Pub Date: Dec. 6th, 2016
ISBN: 978-1-4597-3448-7
Publisher: Dundurn

Wilkshire (Thin Ice, 2014, etc.) kicks off a new series by packing middle-aged pencil-pusher Charlie Hillier off to Havana as the Canadian Embassy’s new Management Consular Officer.

Charlie, who’s worked for the Foreign Affairs department for many years without ever leaving his ailing mother-in-law in Ottawa, is abruptly relieved of this responsibility by adultery (not his) and divorce. He’s ready to go somewhere—anywhere—different, and, as he realizes soon after a friend arranges for him to join the Cuban legation, “everything in Cuba was different.” How different?

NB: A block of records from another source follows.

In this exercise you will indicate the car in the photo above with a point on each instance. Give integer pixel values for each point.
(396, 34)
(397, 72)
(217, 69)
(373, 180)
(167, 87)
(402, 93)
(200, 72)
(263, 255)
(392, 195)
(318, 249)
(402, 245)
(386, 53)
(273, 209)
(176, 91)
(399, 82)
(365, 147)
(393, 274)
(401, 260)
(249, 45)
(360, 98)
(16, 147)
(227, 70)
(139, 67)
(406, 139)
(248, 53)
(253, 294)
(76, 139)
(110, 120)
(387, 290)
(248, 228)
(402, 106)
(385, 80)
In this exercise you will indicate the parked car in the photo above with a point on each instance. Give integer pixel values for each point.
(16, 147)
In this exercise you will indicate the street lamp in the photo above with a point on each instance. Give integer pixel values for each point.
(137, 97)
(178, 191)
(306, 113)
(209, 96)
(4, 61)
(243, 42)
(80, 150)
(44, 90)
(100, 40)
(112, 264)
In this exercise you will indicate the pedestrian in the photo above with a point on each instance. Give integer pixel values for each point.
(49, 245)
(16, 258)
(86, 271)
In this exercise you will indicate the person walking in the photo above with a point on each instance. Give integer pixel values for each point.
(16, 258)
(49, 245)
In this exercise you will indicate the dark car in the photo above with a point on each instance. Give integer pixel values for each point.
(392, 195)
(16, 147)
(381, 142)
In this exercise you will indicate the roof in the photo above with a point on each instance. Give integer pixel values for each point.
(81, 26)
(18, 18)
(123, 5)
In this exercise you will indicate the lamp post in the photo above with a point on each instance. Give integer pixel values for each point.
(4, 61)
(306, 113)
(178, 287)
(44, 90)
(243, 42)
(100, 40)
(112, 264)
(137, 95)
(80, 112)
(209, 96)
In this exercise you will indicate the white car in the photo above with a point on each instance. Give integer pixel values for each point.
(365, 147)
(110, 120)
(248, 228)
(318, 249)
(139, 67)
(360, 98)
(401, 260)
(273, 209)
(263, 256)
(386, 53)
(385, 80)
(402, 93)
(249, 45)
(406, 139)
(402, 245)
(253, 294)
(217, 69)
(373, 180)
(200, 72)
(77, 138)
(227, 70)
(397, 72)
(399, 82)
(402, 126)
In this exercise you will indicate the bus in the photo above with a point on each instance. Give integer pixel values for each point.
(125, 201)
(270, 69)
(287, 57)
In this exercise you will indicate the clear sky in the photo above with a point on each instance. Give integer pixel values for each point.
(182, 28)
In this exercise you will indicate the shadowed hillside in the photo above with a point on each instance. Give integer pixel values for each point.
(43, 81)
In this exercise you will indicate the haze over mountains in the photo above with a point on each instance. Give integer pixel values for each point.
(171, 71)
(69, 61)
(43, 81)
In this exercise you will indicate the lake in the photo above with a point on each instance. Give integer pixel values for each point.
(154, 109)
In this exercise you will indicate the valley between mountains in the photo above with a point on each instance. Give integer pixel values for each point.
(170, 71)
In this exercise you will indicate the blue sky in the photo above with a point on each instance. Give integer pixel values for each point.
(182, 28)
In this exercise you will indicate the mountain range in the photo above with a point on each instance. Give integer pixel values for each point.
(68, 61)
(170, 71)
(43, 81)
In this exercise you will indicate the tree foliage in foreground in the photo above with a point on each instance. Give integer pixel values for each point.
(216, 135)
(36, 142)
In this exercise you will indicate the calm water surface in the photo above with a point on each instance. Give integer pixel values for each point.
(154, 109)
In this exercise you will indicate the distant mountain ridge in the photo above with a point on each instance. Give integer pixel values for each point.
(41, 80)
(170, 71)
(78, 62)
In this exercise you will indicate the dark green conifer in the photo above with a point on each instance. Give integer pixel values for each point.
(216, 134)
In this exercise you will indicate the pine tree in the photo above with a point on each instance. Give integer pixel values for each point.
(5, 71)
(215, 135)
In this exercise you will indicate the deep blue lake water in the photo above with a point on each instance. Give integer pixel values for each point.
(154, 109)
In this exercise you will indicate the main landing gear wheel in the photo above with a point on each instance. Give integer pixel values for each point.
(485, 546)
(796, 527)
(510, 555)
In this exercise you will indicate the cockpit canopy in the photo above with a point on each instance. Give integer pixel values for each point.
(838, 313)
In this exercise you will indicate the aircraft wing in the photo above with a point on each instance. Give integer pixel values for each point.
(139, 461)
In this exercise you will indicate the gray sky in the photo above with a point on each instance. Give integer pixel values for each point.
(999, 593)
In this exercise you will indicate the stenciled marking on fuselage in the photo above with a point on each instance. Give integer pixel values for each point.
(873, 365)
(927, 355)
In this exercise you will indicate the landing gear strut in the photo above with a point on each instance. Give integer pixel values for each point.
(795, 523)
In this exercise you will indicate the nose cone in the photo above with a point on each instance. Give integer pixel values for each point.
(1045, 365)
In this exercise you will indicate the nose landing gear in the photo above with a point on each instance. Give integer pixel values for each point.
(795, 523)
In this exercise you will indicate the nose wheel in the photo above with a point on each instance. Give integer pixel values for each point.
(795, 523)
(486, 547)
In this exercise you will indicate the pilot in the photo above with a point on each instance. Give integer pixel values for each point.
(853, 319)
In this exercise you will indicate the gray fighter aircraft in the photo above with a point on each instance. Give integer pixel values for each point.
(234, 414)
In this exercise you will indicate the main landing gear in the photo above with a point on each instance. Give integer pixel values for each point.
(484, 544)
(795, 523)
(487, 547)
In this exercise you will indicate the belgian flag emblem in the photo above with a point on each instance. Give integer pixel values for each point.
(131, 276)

His new office is a serious comedown; the electricity doesn’t work in his spacious house’s basement; no official task is too routine to be delayed or torpedoed; Tate Martin, the hotelier whose case he takes up, has been jailed for bribery when his real crime is offering an insufficient bribe; and, oh yes, an impromptu excavation beneath the floorboards of Charlie’s new place discloses what certainly looks like a kilo of cocaine—at least in the brief interval Charlie has a chance to look it over before he accidentally drops it into his swimming pool. Although Charlie remains invincibly naïve, savvy readers will know that this last episode is bound to have consequences beyond possibly sickening Teddy, the golden Labrador he’s babysitting for his boss, Michael Stewart, the absent ambassador—and that those consequences are very likely to be linked to another incident that disturbs Charlie’s generally placid new life, the abduction and murder of Indian consular official Amirjit Saini.

A bit of romance, a bit of gentle humor, several bits of official corruption and drug-related violence, and a chance for the mild-mannered hero to rise to an impossible challenge. It doesn’t hold together any better than this summary suggests, but individual bites are tasty enough.